Enhancing flood risk mitigation by advanced data-driven approach.

Flood events in the Sefidrud River basin have historically caused significant damage to infrastructure, agriculture, and human settlements, highlighting the urgent need for improved flood prediction capabilities. Traditional hydrological models have shown limitations in capturing the complex, non-linear relationships inherent in flood dynamics. This study addresses these challenges by leveraging advanced machine learning techniques to develop more accurate and reliable flood estimation models for the region.
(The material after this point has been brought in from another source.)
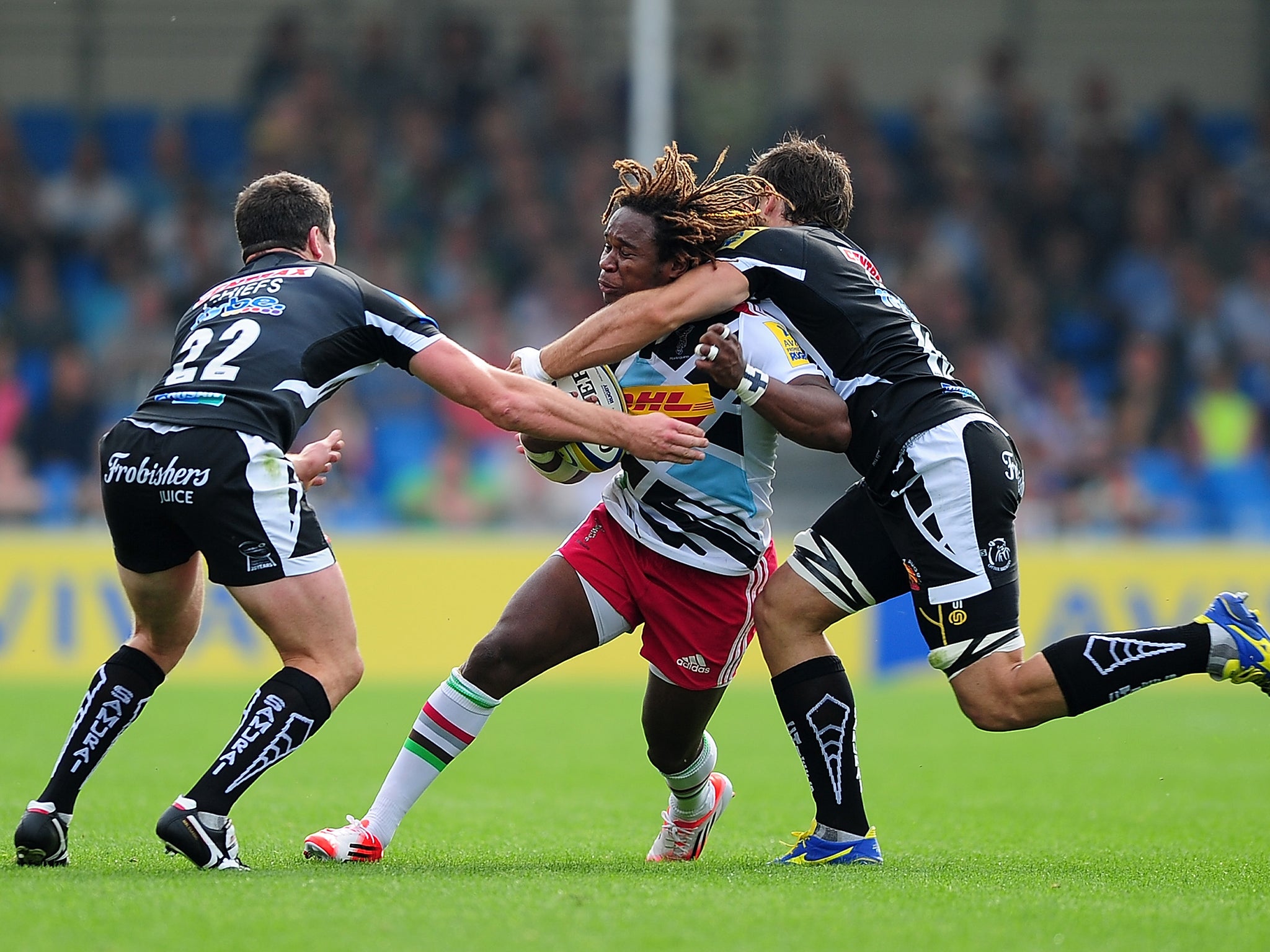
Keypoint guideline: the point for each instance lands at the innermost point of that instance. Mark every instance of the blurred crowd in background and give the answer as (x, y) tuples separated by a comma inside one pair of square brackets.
[(1100, 278)]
The study applied Random Forest (RF), Bagging, SMOreg, Multilayer Perceptron (MLP), and Adaptive Neuro-Fuzzy Inference System (ANFIS) models using historical hydrological data spanning 50 years. The methods involved splitting the data into training (50-70 %) and validation sets, processed using WEKA 3.9 software. The evaluation revealed that the nonlinear ensemble RF model achieved the highest accuracy with a correlation of 0.868 and an root mean squared error (RMSE) of 0.104. Both RF and MLP significantly outperformed the linear SMOreg approach, demonstrating the suitability of modern machine learning techniques. Additionally, the ANFIS model achieved an exceptional R-squared accuracy of 0.99. The findings underscore the potential of data-driven models for accurate flood estimating, providing a valuable benchmark for algorithm selection in flood risk management.